人並み外れて不器用である。
こんな仕事をしているから器用だと誤解されがちだが、とんでもない。
折り紙の鶴が折れない。
靴紐(ひも)が満足に結べない。
絵も非常に不器用な絵で、友人仲間と比較して一番下手である。
その僕が最近トイレットペーパーの三角折をはじめた。
誰でもできるが、ぼくがたたむときれいな二等辺三角形にならない。
しかしトイレを使用する度に練習した。
正確な二等辺三角形で先端がピシッととんがっている端正な形にはなかなかならなかった。
でも最近時々傑作ができる。
うーん、やった、美しい!
と思ってトイレの中でひとりで感動している。
馬鹿みたいですね(馬鹿ですけど)。
勿論(もちろん)公衆トイレ、ホテルのトイレ等々でも使用後にトイレットペーパーの三角折をする。
便座も拭(ふ)く。
後から使用する人が気持ちがいいだろうと思うとうれしい。
ところで高知新聞を読んでいると山の中の神社に放火したり、町の電飾を破壊したりという記事があって暗然とする。

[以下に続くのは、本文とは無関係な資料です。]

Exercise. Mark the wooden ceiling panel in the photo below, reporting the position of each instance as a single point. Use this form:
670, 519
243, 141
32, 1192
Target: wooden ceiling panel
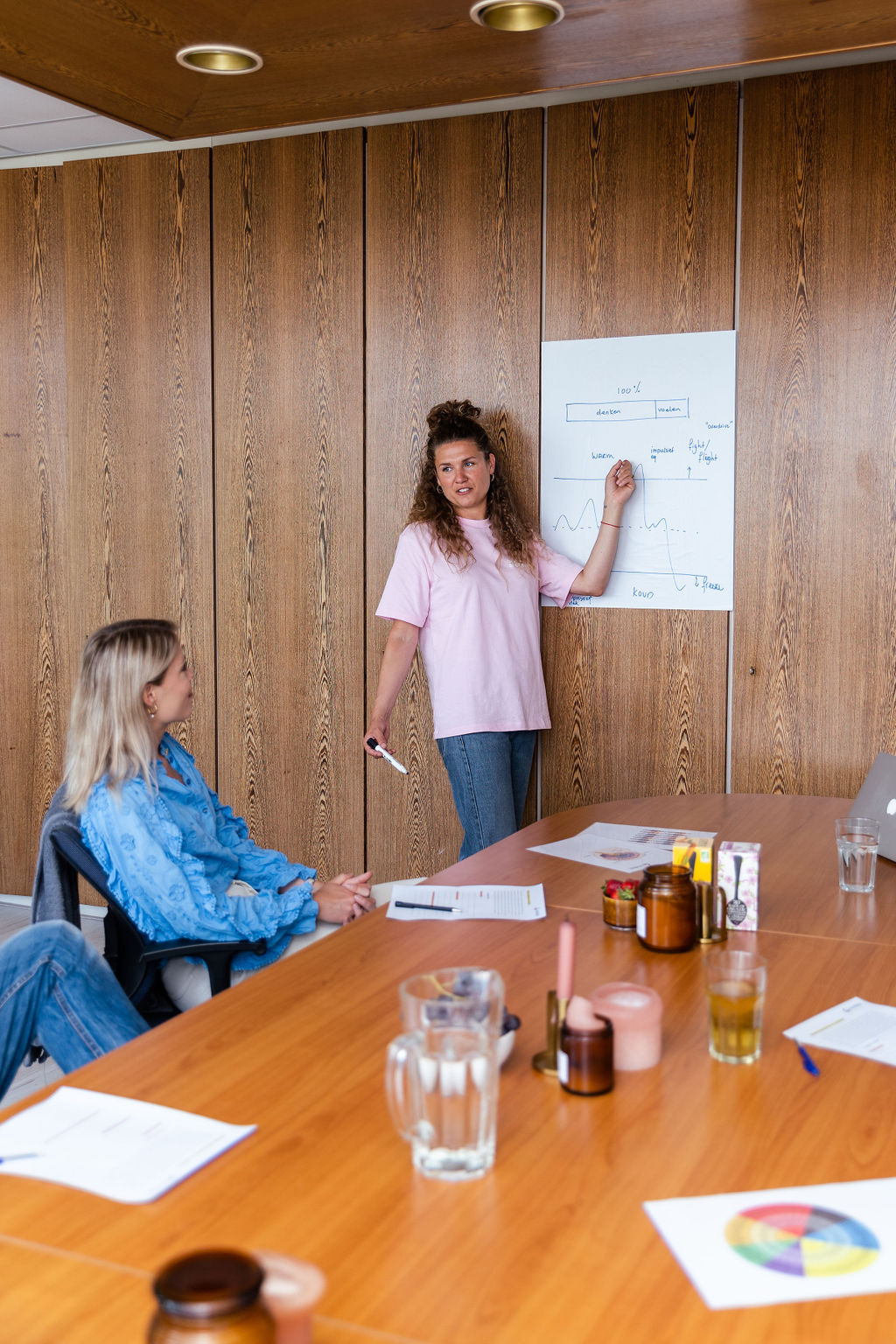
359, 58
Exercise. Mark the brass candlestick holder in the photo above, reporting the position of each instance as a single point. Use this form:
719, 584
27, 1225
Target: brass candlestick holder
546, 1060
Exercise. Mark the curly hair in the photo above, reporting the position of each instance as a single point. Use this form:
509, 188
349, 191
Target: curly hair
452, 423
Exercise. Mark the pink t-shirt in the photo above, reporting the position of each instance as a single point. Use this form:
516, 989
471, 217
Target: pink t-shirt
479, 628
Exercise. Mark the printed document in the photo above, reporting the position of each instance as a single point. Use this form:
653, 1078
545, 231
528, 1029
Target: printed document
122, 1150
466, 903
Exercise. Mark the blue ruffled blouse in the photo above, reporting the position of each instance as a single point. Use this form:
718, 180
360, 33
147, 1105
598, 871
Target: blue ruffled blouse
170, 857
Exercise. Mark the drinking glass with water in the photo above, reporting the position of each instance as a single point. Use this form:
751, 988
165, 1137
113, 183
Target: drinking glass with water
858, 852
442, 1074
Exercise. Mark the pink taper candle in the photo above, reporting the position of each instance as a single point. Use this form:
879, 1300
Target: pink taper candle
290, 1292
566, 958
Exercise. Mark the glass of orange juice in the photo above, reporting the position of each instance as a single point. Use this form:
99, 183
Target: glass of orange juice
735, 992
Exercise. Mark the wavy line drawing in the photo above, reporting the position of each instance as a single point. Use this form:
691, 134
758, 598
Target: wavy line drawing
590, 507
660, 522
574, 527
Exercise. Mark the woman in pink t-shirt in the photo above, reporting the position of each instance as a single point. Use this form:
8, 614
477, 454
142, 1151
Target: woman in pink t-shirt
465, 584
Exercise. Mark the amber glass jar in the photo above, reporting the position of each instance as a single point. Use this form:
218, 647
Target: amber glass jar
211, 1298
584, 1058
667, 917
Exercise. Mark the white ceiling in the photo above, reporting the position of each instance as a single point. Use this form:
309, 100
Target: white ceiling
34, 122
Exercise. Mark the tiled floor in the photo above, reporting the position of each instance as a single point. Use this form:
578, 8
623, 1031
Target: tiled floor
15, 913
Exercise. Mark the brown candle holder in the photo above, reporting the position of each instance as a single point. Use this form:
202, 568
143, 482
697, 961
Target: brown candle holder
546, 1060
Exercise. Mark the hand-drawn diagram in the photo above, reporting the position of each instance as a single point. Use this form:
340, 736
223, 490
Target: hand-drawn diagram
668, 405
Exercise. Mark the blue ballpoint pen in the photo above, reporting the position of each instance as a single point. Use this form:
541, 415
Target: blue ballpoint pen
808, 1063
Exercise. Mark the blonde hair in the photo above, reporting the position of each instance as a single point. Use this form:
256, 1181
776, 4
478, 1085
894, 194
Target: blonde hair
109, 727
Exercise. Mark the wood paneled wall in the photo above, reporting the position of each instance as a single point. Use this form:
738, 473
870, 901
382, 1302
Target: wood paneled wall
34, 511
640, 240
268, 527
453, 310
289, 480
140, 434
815, 652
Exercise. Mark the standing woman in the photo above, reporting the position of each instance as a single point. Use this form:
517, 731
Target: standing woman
465, 584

ぼくは高知県生まれで、土佐人であることにプライドを持っている。
しかしこんな無頼な連中がいるとは信じられない。
恥ずかしくてたまらない。
古い奴(やつ)だとお思いでしょうが、人は人のためにつくし、人をよろこばせるのが最大のよろこび。
たとえばほんのトイレットペーパーの三角折でさえも...。
やなせたかし氏の『人生、90歳からおもしろい!』(新潮文庫)より抜粋
「人は人のためにつくし、人をよろこばせるのが最大のよろこび。」
住まいを通して、人のために尽くし、人を喜ばせたい。